El flamante CEO, Pablo Iuliano, ex directivo de YPF, definió un plan de “shock” para los próximos tres o cuatro meses. La estrategia consiste en destinar recursos a mantenimiento y eficiencia en los yacimientos convencionales, lo que permitiría un incremento de entre 5% y 10% en la producción hacia fin de año. “No todos los campos maduros son iguales, pero en los de Aconcagua todavía hay margen para mejorar”, señalaron desde la empresa.
El plan de estabilización se apoya en US$ 36 millones de capital de trabajo ya inyectados por los nuevos accionistas, que permiten poner en marcha equipos que habían quedado paralizados por falta de inversión. La compañía también refinanció su deuda comercial y fiscal, además de la financiera —la más pesada— que ascendía a unos US$ 230 millones.
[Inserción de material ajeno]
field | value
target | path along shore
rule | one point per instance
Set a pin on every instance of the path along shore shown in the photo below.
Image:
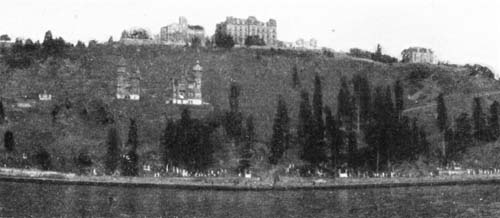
(238, 183)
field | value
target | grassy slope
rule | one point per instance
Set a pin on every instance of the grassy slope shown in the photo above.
(262, 75)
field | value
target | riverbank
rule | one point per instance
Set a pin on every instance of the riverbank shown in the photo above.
(237, 183)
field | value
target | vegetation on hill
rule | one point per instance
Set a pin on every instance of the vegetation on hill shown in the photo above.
(355, 120)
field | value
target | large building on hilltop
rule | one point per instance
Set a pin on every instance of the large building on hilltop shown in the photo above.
(181, 33)
(417, 55)
(128, 82)
(186, 90)
(240, 29)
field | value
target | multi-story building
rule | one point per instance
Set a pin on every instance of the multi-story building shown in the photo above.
(181, 33)
(187, 89)
(240, 29)
(303, 44)
(417, 55)
(128, 83)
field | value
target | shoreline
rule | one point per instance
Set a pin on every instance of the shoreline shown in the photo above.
(241, 184)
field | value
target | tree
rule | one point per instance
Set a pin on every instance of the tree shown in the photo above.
(305, 125)
(377, 56)
(493, 124)
(2, 113)
(133, 140)
(234, 117)
(280, 133)
(335, 137)
(362, 94)
(318, 133)
(399, 98)
(462, 138)
(8, 140)
(224, 40)
(442, 123)
(196, 42)
(168, 142)
(345, 107)
(4, 37)
(254, 40)
(113, 151)
(131, 158)
(479, 119)
(80, 45)
(352, 146)
(246, 151)
(295, 77)
(375, 135)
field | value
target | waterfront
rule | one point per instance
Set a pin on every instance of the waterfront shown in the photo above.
(46, 200)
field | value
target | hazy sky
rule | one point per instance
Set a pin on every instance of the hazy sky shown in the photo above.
(458, 31)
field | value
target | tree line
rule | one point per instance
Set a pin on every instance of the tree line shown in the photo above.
(330, 141)
(465, 131)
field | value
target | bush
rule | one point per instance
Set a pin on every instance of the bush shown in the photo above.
(223, 40)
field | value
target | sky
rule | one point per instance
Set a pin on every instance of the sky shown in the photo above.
(458, 31)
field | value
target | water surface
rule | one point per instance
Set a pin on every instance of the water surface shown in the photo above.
(49, 200)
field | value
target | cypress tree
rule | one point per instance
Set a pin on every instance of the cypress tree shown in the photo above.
(442, 123)
(113, 151)
(424, 143)
(168, 142)
(399, 98)
(280, 132)
(295, 77)
(246, 152)
(335, 137)
(319, 126)
(462, 137)
(133, 140)
(305, 120)
(234, 117)
(305, 129)
(344, 101)
(2, 113)
(493, 124)
(362, 94)
(389, 127)
(478, 116)
(352, 146)
(8, 140)
(442, 114)
(130, 160)
(375, 136)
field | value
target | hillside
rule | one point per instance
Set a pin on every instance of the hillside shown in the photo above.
(87, 80)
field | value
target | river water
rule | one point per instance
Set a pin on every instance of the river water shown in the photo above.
(47, 200)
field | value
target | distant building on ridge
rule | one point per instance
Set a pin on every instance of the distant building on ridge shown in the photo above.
(417, 55)
(186, 90)
(181, 33)
(128, 83)
(240, 29)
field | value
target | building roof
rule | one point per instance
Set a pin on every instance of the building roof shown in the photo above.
(197, 67)
(195, 27)
(418, 49)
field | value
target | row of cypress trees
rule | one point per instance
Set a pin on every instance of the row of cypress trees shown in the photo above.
(466, 131)
(375, 119)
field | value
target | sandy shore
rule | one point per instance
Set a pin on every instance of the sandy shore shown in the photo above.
(237, 183)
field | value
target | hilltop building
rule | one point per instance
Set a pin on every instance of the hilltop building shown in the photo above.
(186, 90)
(137, 36)
(303, 44)
(240, 29)
(128, 83)
(417, 55)
(181, 33)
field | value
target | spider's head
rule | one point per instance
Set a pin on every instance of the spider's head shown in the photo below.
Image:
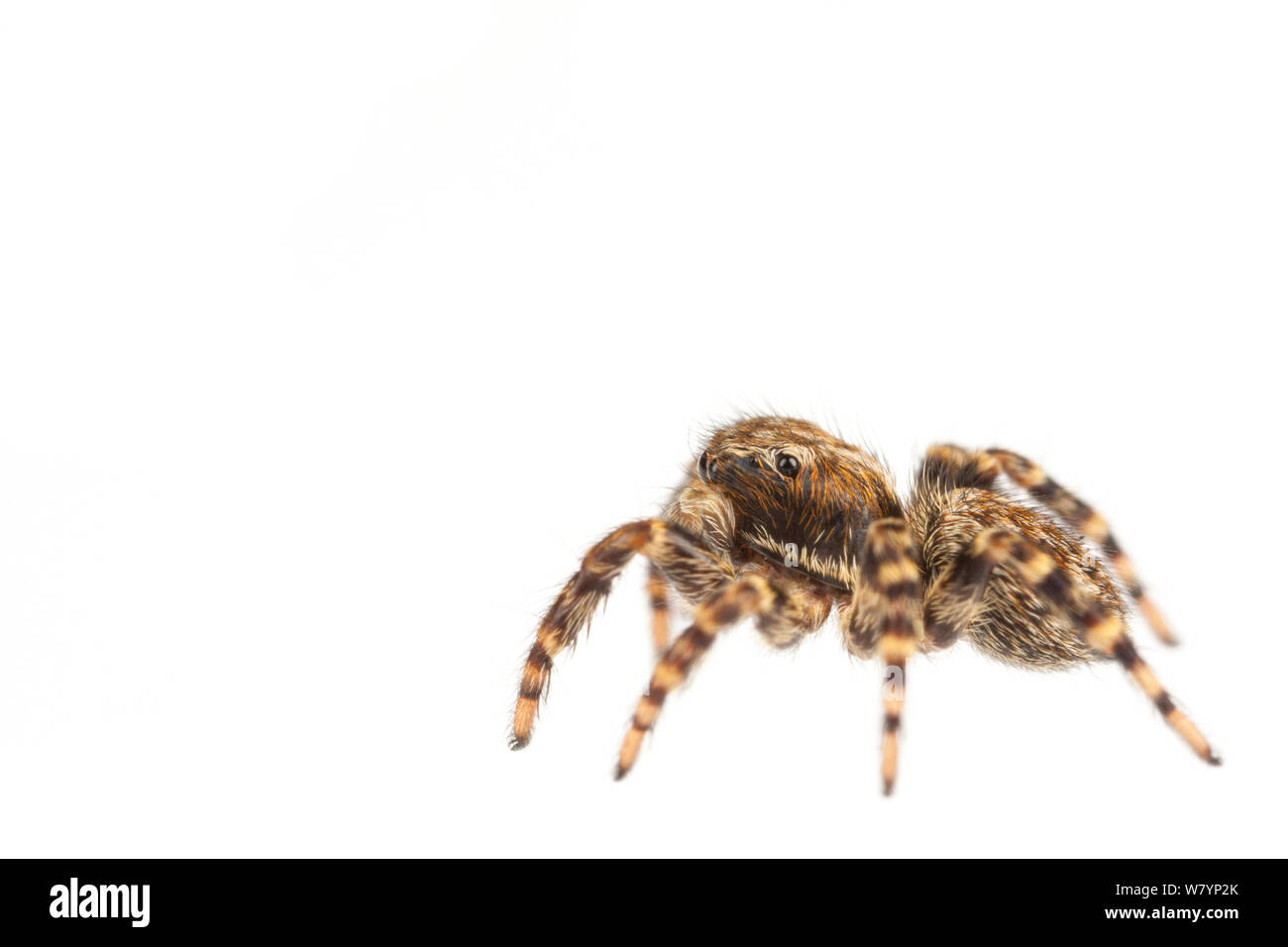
(793, 484)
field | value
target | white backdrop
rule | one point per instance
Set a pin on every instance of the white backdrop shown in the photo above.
(334, 334)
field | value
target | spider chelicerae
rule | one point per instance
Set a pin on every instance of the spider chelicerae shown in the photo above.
(781, 522)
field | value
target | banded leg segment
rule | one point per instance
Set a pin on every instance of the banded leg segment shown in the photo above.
(1086, 521)
(658, 602)
(1100, 626)
(781, 615)
(887, 616)
(664, 544)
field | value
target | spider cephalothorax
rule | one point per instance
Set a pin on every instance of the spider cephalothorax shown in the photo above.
(798, 491)
(785, 523)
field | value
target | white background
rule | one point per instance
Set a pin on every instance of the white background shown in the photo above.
(334, 334)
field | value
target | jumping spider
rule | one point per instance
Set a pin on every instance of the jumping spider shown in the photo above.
(960, 558)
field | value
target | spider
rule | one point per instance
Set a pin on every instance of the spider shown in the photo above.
(782, 522)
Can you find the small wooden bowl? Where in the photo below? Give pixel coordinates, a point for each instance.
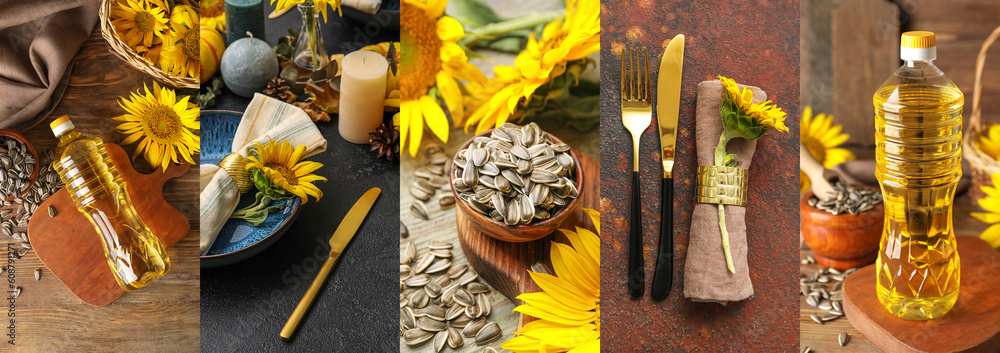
(842, 241)
(518, 233)
(34, 154)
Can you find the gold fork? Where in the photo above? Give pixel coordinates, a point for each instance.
(637, 112)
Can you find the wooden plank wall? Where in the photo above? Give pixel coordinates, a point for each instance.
(849, 49)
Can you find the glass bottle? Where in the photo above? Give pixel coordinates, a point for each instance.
(309, 51)
(133, 252)
(918, 138)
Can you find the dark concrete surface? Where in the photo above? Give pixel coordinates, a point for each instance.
(755, 43)
(245, 305)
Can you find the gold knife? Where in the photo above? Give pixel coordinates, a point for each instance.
(668, 102)
(345, 232)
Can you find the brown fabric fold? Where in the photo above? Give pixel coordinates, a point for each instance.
(706, 278)
(38, 40)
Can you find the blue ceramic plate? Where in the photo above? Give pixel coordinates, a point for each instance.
(237, 241)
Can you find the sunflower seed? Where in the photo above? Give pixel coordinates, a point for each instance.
(457, 271)
(473, 327)
(463, 298)
(489, 333)
(438, 265)
(446, 201)
(428, 324)
(416, 336)
(418, 209)
(477, 288)
(406, 318)
(454, 338)
(424, 262)
(418, 280)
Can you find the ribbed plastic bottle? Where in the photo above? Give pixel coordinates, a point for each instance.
(134, 253)
(918, 139)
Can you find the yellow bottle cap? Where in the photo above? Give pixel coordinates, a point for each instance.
(59, 121)
(918, 40)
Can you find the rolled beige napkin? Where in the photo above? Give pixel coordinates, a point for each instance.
(706, 277)
(265, 119)
(39, 41)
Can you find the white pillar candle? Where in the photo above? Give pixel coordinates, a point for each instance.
(362, 95)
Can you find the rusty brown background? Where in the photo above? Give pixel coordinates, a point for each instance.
(755, 43)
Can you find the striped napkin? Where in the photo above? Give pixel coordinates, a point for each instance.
(265, 119)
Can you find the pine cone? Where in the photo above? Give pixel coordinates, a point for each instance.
(278, 88)
(385, 140)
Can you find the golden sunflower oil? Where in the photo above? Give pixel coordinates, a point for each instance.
(134, 253)
(918, 137)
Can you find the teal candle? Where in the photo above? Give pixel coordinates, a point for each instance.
(243, 16)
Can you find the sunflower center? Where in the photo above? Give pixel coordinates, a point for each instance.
(144, 21)
(192, 50)
(421, 58)
(285, 172)
(212, 8)
(162, 124)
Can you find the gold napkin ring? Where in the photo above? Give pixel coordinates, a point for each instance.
(235, 165)
(721, 185)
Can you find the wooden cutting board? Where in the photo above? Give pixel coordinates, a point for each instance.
(504, 265)
(972, 325)
(71, 248)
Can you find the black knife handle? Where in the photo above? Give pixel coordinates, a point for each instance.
(663, 278)
(636, 275)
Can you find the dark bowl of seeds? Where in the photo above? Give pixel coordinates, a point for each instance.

Con 14 concesiones en su portafolio —la mayoría en Río Negro, cuatro en Mendoza y una en Neuquén—, Aconcagua busca reordenar su gestión y consolidar un perfil productivo más competitivo. Según las proyecciones, a partir de 2026 la apuesta fuerte estará en el desarrollo de los activos no convencionales, donde la empresa espera generar el verdadero motor de crecimiento.
La petrolera también decidió trasladar su sede central a Cipolletti, en la provincia de Río Negro, para reforzar la cercanía con las operaciones y las comunidades donde trabaja. “No queremos manejar la actividad desde 1200 kilómetros de distancia; gran parte de nuestro personal vive en la región”, indicaron desde la conducción.
En paralelo, Iuliano mantuvo reuniones con el gobernador de Río Negro, Alberto Weretilneck, y con la secretaria de Energía provincial, Andrea Confini, a quienes presentó los lineamientos del plan de recuperación. El compromiso es claro: consolidar la salud financiera de la compañía, aumentar la producción en el corto plazo y, en el mediano, apostar al desarrollo no convencional como eje de crecimiento sostenible.